Find treasure in the DC Thomson archives with Margaret this week!
As the preparations for “The People’s Friend” 150th Book-a-zine build steam, our visitor numbers have rocketed with many of the editorial team booking return visits. They say it’s for ‘serious research’, but we hear a lot of laughing from that end of the room, so suspect that they’re enjoying going through the old issues a little more than they let on to their editor.
This week we hosted an old friend of the Archives, as Margaret came up to look through some songbooks, cover-mounts and some of the magazine’s marketing materials, amongst other things.
As with many aspects of the DC Thomson Archive, a lot of what we dug out for Margaret can tell us a lot about more than just “The People’s Friend”. The songbooks in particular say much about the magazine’s readership and, beyond that, society as a whole. From the late nineteenth century songbooks were a regular feature in “The Friend” and its sister publication “The People’s Journal”. So much so, that they were released as commercial entities in their own right.
This continued up until around the late 1960s when (for a while at least) “The Friend” seemed to leave behind its musical connections: something which was eventually resurrected in the mid-90s when tapes (and then CDs) of Christmas music began to appear with seasonal specials.

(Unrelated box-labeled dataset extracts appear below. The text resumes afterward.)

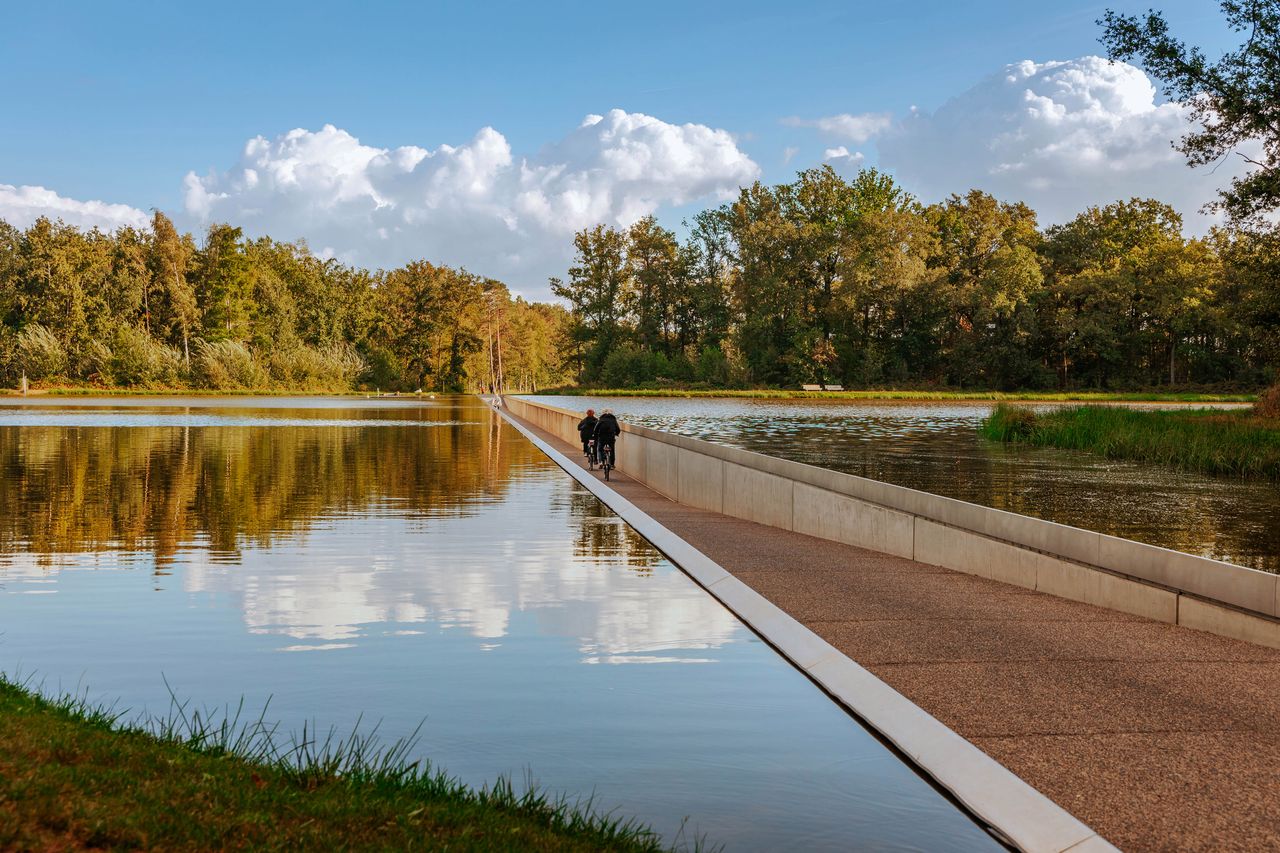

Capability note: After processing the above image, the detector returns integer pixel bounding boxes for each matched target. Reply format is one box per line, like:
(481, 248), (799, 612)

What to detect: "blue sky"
(0, 0), (1231, 292)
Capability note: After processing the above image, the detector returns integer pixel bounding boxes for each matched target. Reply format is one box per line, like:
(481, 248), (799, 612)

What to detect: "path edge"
(495, 399), (1116, 853)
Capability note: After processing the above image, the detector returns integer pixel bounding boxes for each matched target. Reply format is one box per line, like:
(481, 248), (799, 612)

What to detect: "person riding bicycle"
(593, 409), (622, 461)
(577, 409), (599, 456)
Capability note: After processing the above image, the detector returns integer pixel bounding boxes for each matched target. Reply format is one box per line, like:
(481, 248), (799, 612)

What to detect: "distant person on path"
(594, 409), (622, 460)
(577, 409), (600, 453)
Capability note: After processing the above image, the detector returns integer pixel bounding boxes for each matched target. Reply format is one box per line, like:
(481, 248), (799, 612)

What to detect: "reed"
(538, 386), (1257, 403)
(0, 672), (705, 852)
(979, 403), (1280, 480)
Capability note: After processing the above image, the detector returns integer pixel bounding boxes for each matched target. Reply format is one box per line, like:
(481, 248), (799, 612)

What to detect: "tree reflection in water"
(0, 400), (535, 570)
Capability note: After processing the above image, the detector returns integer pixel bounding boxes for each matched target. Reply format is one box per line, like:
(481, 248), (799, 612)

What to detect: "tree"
(929, 190), (1043, 388)
(550, 225), (632, 378)
(142, 210), (200, 364)
(195, 224), (253, 343)
(626, 216), (682, 355)
(1098, 0), (1280, 222)
(1044, 199), (1192, 387)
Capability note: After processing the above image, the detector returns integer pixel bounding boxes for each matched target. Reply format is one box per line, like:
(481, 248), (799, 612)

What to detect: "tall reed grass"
(979, 403), (1280, 480)
(0, 672), (707, 853)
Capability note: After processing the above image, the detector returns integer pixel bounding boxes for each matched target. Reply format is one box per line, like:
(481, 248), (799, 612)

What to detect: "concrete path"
(521, 421), (1280, 850)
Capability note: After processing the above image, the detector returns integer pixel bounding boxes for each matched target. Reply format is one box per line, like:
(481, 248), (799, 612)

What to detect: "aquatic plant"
(0, 672), (705, 852)
(979, 405), (1280, 480)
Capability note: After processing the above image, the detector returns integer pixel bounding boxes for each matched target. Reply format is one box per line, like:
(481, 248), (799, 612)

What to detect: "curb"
(495, 409), (1116, 853)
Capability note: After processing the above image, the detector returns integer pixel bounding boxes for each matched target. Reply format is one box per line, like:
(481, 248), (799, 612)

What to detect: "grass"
(0, 386), (368, 397)
(979, 405), (1280, 480)
(0, 674), (700, 852)
(527, 387), (1257, 403)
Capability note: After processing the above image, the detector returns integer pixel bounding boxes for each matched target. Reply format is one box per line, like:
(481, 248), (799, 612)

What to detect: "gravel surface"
(519, 417), (1280, 850)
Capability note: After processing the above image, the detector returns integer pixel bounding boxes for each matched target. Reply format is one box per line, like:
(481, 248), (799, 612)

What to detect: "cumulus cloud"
(822, 145), (867, 177)
(782, 113), (893, 142)
(877, 56), (1240, 232)
(0, 183), (151, 231)
(184, 110), (759, 295)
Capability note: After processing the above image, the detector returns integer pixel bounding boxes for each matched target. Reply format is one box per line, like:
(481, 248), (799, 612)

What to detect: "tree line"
(552, 167), (1280, 389)
(0, 211), (566, 391)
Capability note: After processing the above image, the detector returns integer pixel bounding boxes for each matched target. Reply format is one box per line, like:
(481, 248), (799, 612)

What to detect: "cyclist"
(577, 409), (599, 461)
(593, 409), (622, 465)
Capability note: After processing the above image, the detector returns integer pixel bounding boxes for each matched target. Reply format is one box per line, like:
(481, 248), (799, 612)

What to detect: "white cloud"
(184, 110), (759, 296)
(822, 145), (867, 177)
(877, 56), (1240, 232)
(0, 183), (151, 231)
(782, 113), (893, 142)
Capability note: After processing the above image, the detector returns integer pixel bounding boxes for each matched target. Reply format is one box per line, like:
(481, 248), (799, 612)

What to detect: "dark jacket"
(595, 414), (622, 442)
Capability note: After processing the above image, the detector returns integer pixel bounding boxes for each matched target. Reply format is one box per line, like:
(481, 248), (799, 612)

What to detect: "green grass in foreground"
(538, 387), (1257, 403)
(0, 674), (686, 850)
(0, 386), (371, 397)
(979, 405), (1280, 480)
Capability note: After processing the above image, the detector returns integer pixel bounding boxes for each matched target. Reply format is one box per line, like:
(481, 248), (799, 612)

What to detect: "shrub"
(979, 403), (1036, 442)
(695, 347), (730, 386)
(18, 323), (68, 379)
(600, 345), (658, 388)
(268, 343), (366, 391)
(192, 341), (270, 391)
(84, 325), (186, 387)
(1253, 382), (1280, 419)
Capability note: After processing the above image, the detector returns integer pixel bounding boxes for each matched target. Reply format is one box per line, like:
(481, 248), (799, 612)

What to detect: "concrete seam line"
(509, 400), (1280, 617)
(488, 410), (1115, 853)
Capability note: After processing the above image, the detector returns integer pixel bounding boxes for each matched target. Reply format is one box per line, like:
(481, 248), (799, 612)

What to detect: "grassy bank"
(0, 386), (442, 398)
(979, 405), (1280, 480)
(538, 387), (1257, 403)
(0, 675), (680, 850)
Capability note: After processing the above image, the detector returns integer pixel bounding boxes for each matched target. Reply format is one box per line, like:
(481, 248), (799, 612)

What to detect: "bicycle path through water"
(508, 404), (1280, 850)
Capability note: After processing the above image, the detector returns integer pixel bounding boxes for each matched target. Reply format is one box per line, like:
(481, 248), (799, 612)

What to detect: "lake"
(0, 397), (996, 850)
(530, 394), (1280, 573)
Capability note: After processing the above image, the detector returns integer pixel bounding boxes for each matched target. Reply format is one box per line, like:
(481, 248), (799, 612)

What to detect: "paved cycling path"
(509, 409), (1280, 850)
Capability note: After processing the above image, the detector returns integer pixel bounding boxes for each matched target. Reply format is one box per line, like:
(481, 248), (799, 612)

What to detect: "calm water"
(534, 396), (1280, 571)
(0, 398), (995, 850)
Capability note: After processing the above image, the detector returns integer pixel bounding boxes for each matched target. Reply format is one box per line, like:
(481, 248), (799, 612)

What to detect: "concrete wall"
(506, 397), (1280, 648)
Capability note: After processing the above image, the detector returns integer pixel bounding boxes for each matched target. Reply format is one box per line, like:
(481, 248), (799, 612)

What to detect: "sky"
(0, 0), (1239, 298)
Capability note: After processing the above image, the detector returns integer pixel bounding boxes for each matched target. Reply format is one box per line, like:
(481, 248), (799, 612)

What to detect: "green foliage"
(266, 343), (367, 391)
(553, 168), (1280, 391)
(191, 341), (269, 391)
(1098, 0), (1280, 222)
(0, 674), (686, 853)
(0, 217), (568, 391)
(979, 406), (1280, 480)
(97, 325), (187, 388)
(1253, 383), (1280, 421)
(18, 323), (69, 379)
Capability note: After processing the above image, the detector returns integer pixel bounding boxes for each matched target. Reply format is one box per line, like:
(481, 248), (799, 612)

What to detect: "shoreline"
(521, 388), (1258, 403)
(978, 403), (1280, 482)
(0, 672), (675, 853)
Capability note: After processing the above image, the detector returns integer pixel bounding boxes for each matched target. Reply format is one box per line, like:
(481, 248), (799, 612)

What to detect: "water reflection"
(0, 398), (995, 850)
(535, 397), (1280, 571)
(0, 400), (536, 570)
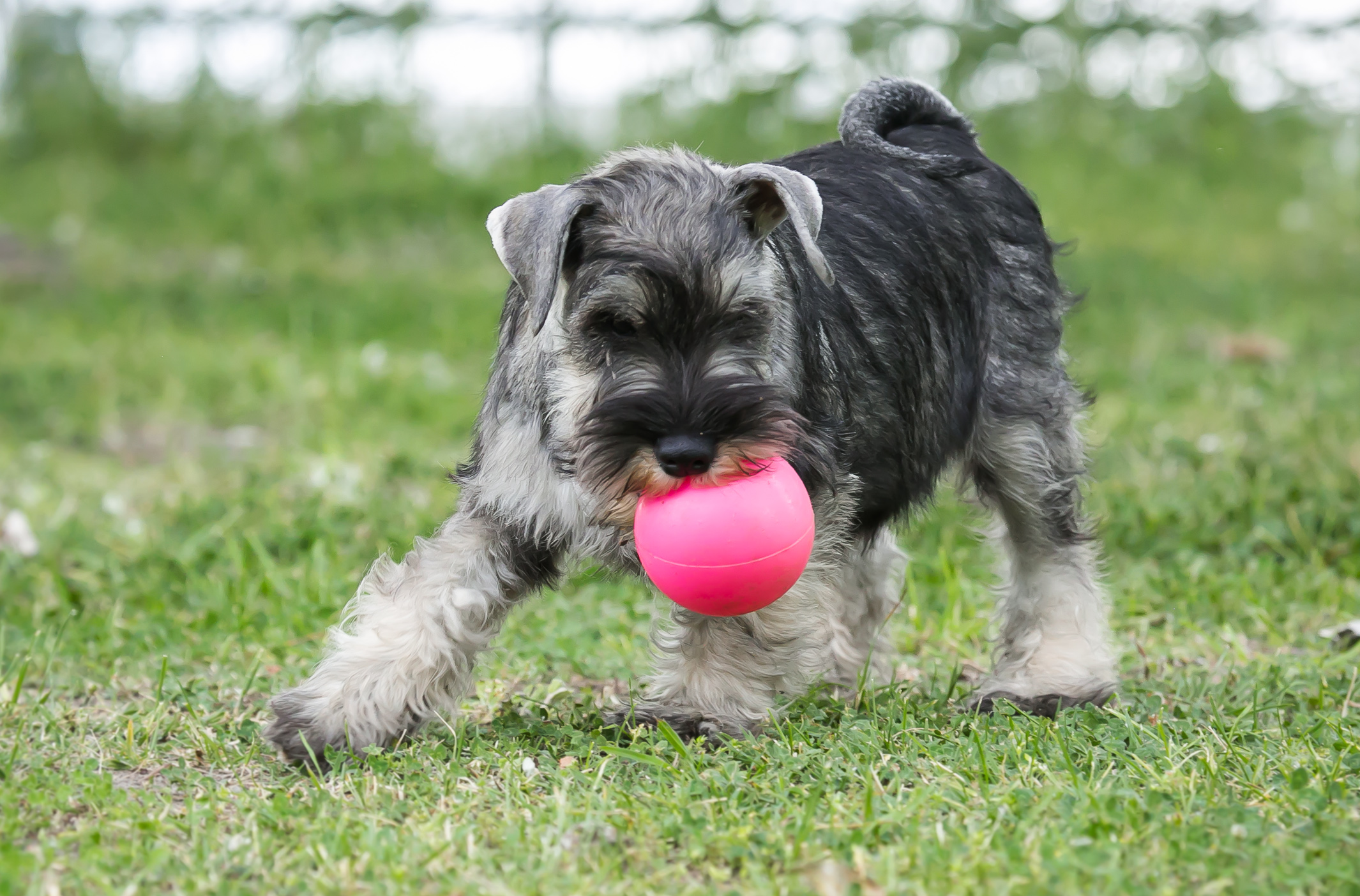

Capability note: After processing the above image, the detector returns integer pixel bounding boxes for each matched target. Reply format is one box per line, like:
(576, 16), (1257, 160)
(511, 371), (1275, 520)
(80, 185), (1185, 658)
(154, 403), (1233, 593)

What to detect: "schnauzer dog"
(266, 80), (1115, 761)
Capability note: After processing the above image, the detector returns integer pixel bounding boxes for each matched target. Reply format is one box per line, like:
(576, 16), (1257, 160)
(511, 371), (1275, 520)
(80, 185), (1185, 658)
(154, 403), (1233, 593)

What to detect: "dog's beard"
(575, 377), (804, 529)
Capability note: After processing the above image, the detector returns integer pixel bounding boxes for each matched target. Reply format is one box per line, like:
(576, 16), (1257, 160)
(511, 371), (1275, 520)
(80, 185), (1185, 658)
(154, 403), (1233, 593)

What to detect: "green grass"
(0, 80), (1360, 895)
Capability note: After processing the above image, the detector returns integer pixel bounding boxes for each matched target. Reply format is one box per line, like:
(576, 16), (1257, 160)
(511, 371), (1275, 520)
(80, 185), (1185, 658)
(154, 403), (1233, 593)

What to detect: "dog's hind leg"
(965, 378), (1115, 715)
(827, 526), (907, 689)
(265, 511), (556, 768)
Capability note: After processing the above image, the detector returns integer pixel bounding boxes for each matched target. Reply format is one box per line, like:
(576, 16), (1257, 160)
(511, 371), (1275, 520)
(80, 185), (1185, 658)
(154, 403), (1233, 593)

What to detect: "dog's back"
(774, 82), (1065, 530)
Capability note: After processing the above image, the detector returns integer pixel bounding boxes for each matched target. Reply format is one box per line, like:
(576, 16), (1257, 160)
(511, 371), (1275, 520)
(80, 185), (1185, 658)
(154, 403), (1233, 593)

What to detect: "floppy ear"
(730, 162), (835, 285)
(487, 184), (586, 333)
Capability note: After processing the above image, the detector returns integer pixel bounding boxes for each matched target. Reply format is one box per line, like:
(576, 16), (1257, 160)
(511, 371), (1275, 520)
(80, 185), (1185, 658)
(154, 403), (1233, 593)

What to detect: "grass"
(0, 73), (1360, 896)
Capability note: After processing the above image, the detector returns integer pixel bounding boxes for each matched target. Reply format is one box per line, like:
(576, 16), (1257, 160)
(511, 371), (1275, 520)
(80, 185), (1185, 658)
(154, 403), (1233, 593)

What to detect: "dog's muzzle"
(654, 435), (718, 479)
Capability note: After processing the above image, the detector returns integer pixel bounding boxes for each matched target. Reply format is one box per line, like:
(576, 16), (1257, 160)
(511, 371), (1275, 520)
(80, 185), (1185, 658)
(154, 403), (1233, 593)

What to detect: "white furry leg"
(971, 417), (1117, 715)
(265, 514), (541, 767)
(827, 528), (907, 688)
(608, 571), (839, 737)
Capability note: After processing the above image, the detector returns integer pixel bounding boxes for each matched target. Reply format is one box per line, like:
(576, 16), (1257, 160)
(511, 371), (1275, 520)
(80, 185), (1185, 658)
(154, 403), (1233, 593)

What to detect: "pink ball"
(632, 457), (815, 616)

What this would suggest is that up until around fifty years ago people were as happy to play or sing music for their own entertainment as they were to listen to recordings. Whether the decline of playing music as a social activity was a generational thing, or whether it was simply the proliferation of broadcasting (combined with the availability of recorded music) is one for the historians to argue over, but as trends tend to come full circle perhaps songbooks might come back in fashion once more?